Kolumne -

Die Wolff-Kolumne Neues aus Entenhausen

Weil wir gerade davon sprechen: Von Zeit zu Zeit bringen sich die Comic-Freunde meiner Jugend prächtig in Erinnerung. Zum Beispiel der Zylinderträger Dagobert Duck. Zitternd ängstigt er sich immer wieder um seine Fantas­tilliarden – gelagert im Entenhausener Geldspeicher. Immer wieder gefährdet von den Panzerknackern.

In vorweihnachtlicher Ruhe- und Denkenszeit fiel mir seine geniale Begabung zur unermesslichen Geldvermehrung ein. Und das nicht nur, weil er im Stadtpark aus den Papierkörben die Tageszeitung des Vortags kostenfrei als Lektüre einsammelte.

Sein Auftritt in meiner Erinnerung kam in Verbindung mit dem Tiefenstudium eines faszinierenden Zahlenwerks: dem Branchenspiegel 2016/2017 aus der Augustausgabe Ihrer Fachzeitschrift. Die fast unglaubliche Zahl: Die Top fünf der Branche – von Dussmann (1) bis Klüh (5) – ­haben ihren Umsatz in einem Jahr gemeinsam um knapp 100 Millionen Euro ausgeweitet.

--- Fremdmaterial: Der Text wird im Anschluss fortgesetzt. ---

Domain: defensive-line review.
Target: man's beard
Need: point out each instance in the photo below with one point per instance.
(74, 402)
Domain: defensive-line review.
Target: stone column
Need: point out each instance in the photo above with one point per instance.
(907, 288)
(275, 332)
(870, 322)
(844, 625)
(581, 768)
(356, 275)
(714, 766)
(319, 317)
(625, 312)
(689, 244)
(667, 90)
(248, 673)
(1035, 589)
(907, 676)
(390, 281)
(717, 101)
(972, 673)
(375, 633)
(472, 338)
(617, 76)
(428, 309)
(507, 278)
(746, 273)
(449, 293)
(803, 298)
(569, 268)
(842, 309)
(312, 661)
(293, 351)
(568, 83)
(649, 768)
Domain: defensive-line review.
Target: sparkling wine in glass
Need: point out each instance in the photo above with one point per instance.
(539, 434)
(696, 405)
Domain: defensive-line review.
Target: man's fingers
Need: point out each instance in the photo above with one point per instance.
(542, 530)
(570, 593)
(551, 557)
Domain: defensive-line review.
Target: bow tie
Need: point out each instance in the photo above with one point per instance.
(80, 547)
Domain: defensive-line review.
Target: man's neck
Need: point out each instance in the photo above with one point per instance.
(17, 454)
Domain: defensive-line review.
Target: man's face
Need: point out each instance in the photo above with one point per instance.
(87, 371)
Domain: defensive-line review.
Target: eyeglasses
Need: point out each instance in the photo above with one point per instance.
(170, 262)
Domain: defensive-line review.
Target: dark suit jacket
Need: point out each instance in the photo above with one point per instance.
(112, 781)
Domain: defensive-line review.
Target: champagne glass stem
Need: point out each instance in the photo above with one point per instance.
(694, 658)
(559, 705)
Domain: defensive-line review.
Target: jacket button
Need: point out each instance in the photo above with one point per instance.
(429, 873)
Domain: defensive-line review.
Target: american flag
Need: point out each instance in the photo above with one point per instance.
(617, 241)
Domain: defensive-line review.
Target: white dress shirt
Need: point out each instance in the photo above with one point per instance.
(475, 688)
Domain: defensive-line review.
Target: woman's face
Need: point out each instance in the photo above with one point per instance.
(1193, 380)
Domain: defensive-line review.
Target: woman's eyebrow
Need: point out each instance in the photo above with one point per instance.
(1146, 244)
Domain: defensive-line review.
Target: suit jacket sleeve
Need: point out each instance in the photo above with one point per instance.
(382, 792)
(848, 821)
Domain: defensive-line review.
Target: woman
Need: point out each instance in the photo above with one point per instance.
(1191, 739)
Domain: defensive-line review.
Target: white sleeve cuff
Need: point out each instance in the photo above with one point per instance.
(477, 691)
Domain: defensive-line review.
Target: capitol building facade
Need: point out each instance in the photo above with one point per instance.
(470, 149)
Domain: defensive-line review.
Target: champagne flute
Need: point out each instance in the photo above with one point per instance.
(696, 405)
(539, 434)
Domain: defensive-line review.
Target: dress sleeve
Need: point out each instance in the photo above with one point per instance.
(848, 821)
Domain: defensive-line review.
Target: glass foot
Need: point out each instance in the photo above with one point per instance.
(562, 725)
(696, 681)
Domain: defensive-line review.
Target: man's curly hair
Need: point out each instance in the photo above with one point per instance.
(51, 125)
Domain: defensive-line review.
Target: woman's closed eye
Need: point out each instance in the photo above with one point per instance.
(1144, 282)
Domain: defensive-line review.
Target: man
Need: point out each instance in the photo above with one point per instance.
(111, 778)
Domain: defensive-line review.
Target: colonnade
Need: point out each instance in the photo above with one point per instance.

Von diesem Wachstum entfällt mehr als die Hälfte allein auf die WISAG.

Eines ist klar: Mit Glasreinigung und normaler Büroreinigung sind derartige Wachstumsraten nicht zu erzielen. Dahinter steckt mehr. Unternehmerische Kreativität, Fantasie und der Mut, völlig neue Gebiete der Dienstleistung zu betreten und zu erobern.

Dahinter wirken Manager, die ihre neuen Angebote und Ideen offensiv in den Markt – vor allem der Großkunden – tragen. Dorthin also, wo man längst gelernt hat: Think Big.

Vielleicht ist die Sache im Sinne von Onkel Dagoberts Duck-Tales auch ganz anders: Der erste selbstverdiente Taler soll der Vermögenstalisman des Geldschefflers aus Entenhausen sein. Sorgsam bewacht. Vielleicht besuchen die Spitzenmanager der Top fünf ja auch jeden Morgen heimlich die erste selbstverdiente Mark der Firmengründer, um sich mit neuer Schaffenskraft aufzutanken. Wer weiß?